State-to-State Investment Arbitration followed by investor-State arbitration.

Regarding the third solution, Dr. Herfried Wöss observed that all of the revised Russian BITs provide for State-to-State investment arbitration applying all international investment standards contained in the respective BITs as analysed in detail in an article by Anthea Roberts and an OECD working paper by David Graukrodger. It is, therefore, possible – according to Dr. Wöss – that States enter into investment arbitration against Russia to obtain a ruling on liability. In the case of the European Union, this could be coordinated through the European Commission in conjunction with the Member States acting under their respective BITs, considering the provisions of the EU-Russia Partnership and Cooperation Agreement.

Once the ruling on liability has been obtained, the individual investors could then file for investor-State arbitrations concerning the amount of compensation for expropriation and transfer provisions. A leading case in this matter is Mexico v. United States in the matter of Cross-Border Trucking Services.

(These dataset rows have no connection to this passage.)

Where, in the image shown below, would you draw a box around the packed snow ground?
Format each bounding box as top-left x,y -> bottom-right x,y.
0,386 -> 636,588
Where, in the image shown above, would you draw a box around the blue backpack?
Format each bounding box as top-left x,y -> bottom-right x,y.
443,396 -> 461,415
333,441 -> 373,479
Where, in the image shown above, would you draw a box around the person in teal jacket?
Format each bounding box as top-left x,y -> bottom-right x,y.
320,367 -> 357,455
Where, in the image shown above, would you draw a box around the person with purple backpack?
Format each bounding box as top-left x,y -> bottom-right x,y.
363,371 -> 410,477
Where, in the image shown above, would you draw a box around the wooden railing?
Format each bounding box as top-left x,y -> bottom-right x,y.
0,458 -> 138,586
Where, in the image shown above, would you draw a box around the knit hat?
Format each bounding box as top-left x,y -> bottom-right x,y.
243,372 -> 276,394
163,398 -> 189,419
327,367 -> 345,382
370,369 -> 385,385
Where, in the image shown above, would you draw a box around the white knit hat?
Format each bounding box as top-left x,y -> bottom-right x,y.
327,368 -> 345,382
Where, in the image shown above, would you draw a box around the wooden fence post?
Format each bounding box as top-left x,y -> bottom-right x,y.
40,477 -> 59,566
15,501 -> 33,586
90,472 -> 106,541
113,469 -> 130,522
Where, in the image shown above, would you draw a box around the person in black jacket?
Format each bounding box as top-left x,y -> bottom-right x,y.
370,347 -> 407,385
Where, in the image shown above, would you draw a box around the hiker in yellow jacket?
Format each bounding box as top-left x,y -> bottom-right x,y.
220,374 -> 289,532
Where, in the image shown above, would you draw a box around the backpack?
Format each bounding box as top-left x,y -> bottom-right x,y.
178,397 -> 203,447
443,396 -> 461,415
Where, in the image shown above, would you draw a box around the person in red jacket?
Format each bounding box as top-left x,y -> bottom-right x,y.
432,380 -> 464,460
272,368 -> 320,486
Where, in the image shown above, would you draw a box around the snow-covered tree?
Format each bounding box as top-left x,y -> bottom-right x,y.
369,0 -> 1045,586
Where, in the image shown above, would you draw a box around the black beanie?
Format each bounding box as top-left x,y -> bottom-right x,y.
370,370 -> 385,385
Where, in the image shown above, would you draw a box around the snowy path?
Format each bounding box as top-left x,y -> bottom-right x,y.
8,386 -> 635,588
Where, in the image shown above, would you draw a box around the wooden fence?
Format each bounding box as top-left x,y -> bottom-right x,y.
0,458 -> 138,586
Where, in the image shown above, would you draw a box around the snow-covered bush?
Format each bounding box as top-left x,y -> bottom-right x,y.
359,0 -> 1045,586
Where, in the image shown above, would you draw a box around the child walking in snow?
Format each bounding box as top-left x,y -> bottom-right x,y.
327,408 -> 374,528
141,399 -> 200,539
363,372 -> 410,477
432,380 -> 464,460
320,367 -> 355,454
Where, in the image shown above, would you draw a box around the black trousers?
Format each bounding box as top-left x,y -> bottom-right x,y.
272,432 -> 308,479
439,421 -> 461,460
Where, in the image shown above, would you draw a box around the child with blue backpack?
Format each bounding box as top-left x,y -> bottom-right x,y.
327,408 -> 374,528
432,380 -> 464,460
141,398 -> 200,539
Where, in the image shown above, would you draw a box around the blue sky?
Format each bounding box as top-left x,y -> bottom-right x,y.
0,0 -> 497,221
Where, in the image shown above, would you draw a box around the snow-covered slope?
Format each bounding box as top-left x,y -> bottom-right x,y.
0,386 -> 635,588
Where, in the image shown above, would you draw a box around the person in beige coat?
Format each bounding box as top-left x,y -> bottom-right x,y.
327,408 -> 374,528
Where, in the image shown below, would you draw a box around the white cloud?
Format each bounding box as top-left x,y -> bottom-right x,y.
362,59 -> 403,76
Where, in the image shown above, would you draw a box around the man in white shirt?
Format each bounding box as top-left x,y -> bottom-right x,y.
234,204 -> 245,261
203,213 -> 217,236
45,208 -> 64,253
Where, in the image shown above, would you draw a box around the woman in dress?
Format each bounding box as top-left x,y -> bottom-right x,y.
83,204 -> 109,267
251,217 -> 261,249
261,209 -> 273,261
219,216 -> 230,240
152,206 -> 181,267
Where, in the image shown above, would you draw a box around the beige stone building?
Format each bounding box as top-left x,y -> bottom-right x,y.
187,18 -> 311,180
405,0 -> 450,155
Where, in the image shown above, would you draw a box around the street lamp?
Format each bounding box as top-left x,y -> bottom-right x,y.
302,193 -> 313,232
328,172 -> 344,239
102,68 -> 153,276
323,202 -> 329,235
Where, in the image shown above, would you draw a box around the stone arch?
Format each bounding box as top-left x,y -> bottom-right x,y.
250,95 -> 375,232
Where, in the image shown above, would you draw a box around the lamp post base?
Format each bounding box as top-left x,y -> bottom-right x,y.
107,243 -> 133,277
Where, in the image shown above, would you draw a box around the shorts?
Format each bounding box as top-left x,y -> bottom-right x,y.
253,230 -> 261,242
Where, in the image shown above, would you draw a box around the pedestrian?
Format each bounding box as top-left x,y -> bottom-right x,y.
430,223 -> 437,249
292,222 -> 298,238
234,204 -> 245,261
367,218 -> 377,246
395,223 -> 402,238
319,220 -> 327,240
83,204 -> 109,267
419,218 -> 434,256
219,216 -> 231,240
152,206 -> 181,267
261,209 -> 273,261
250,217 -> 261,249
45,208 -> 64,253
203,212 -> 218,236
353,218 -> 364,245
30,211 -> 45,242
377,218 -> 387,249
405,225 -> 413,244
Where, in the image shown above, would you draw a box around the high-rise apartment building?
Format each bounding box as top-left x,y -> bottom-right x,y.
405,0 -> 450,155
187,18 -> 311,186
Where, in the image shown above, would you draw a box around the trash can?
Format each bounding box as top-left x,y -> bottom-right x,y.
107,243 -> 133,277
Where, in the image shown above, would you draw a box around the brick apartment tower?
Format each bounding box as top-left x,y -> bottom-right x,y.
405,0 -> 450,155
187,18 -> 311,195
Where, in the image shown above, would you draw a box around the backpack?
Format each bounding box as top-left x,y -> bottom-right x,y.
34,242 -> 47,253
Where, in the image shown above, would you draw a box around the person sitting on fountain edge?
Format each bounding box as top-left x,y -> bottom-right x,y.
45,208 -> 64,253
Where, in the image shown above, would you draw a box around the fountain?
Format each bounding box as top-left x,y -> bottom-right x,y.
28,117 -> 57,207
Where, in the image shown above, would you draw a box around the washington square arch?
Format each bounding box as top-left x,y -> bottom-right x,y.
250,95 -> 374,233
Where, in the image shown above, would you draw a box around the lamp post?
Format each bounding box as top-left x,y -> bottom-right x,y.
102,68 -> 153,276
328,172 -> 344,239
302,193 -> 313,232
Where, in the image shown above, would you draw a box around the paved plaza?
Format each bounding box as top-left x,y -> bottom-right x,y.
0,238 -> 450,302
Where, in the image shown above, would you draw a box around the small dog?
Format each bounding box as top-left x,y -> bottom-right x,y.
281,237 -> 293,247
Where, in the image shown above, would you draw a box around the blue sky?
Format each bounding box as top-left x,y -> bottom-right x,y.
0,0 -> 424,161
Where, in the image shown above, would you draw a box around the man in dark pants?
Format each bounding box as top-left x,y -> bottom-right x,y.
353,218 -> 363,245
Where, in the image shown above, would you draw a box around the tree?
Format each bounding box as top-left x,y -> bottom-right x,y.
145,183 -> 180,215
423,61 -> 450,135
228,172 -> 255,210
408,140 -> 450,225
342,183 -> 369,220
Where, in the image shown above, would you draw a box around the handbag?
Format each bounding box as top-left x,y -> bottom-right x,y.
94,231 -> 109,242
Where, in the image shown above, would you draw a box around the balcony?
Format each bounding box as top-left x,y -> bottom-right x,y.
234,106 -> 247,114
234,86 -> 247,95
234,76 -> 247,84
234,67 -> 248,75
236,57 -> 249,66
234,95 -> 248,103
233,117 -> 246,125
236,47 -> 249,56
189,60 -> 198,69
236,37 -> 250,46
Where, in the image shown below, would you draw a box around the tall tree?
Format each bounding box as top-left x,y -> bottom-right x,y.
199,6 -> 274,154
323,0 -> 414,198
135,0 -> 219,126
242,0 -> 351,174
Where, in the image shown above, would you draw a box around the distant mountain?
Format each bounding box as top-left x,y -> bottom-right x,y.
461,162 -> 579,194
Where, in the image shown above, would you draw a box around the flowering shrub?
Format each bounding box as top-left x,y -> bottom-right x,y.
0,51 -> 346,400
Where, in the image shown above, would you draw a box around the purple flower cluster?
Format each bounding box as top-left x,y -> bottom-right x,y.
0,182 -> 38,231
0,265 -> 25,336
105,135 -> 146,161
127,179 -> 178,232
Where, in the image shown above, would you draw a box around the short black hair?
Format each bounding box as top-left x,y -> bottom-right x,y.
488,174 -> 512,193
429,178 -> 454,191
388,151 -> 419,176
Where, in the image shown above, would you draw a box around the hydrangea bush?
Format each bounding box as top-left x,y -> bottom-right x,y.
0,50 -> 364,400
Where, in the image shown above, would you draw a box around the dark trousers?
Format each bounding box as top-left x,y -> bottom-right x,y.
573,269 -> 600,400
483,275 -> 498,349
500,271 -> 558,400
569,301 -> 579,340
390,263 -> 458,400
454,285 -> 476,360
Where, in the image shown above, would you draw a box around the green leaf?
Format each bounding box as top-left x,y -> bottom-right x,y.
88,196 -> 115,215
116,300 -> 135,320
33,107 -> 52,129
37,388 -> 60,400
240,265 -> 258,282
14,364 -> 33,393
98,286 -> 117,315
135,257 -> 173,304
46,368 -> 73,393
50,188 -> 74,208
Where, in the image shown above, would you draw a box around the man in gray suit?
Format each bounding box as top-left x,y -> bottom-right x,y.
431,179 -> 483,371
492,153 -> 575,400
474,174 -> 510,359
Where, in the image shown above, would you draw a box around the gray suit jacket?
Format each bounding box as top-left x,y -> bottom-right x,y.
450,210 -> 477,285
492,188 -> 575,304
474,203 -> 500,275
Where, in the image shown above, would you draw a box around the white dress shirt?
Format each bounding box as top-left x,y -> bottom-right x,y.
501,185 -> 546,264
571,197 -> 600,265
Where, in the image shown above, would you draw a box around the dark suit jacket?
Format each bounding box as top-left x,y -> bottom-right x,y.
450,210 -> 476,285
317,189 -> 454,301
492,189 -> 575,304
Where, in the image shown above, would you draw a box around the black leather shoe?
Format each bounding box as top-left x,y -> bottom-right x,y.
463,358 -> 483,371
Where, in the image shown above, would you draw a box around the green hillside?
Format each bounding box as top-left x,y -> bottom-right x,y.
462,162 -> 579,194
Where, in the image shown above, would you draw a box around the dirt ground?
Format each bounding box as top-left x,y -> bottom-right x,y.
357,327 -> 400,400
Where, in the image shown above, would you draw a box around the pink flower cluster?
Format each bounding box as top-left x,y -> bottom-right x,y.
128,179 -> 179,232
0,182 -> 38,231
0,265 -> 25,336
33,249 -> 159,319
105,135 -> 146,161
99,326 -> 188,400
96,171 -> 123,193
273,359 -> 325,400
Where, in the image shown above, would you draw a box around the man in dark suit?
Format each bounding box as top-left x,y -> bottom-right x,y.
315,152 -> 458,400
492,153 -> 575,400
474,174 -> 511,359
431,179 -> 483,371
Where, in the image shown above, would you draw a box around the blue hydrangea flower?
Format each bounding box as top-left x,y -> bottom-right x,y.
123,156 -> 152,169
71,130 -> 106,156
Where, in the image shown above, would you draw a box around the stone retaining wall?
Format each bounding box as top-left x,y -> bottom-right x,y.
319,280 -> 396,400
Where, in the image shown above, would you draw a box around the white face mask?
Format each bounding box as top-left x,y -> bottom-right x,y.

Under Chapter 20 of NAFTA, Mexico claimed that the United States had violated its treaty obligations to afford National Treatment and Most-Favoured Nation treatment to Mexican cross-border trucking services. Mexico argued that these breaches derived from the United States’ failure to lift a moratorium on processing applications by Mexican-owned trucking firms. The Chapter 20 panel determined that the moratorium was inconsistent with NAFTA “even if Mexico cannot identify a particular Mexican national or nationals that have been rejected.” (para.182).

After this initial ruling, in 2009, CANACAR (Cámara Nacional del Autotransporte de Carga) brought an UNCITRAL investor-State arbitration under NAFTA Chapter 11 to seek compensation for violation of national treatment, MFN, and the minimum standard of treatment. However, the case was suspended when the US moratorium was lifted.


3. Enforcement and the Iran-US Claims Tribunal Model

Concerning the enforcement of individual investor-State arbitral awards against the Russian Federation, Nikos Lavranos referred to the model of the Iran-US Claims Tribunal. First, the Tribunal froze US$14 billion of Iranian deposits in the US as a consequence of the US hostage crisis due to the Iranian revolution in 1979. Then, both Iran and the US agreed that the Algerian central banks would receive US$ 1 billion of Iranian funds frozen in the US to pay out successful arbitral awards, and Iran would be obliged to maintain those funds at a minimum of US$500 million leading to more than 1,000 arbitral awards since 1981.

The keynote speaker suggested that the model of the Iran-US Claims Tribunal could be applied to the foreign exchange reserves of the Russian Federation deposited in the Swiss Central bank. However, the precise mechanism would certainly require further analysis.

In fact, the European Commission President Ursula von der Leyen, while speaking at the World Economic Forum in Davos, said that the EU “should leave no stone unturned” for Ukraine’s reconstruction, “including, if possible, [using] the Russian assets that we have frozen.”

Moreover, EU Commissioner Valdis Dombrovskis announced that the “freeze and seize taskforce”— which was set up in April to coordinate the seizure of €30bn worth of assets belonging to Russian oligarchs — will now investigate if “there is an EU basis for confiscation [of central bank assets] within international criminal law.”

Despite the limitations of many BITs concluded by Russia, we have highlighted several options that should be pursued. Most importantly, they need to be complemented by the creation of an international claims’ tribunal that would be able to effectively administer the claims by companies and individuals who are affected by the Russian war against Ukraine.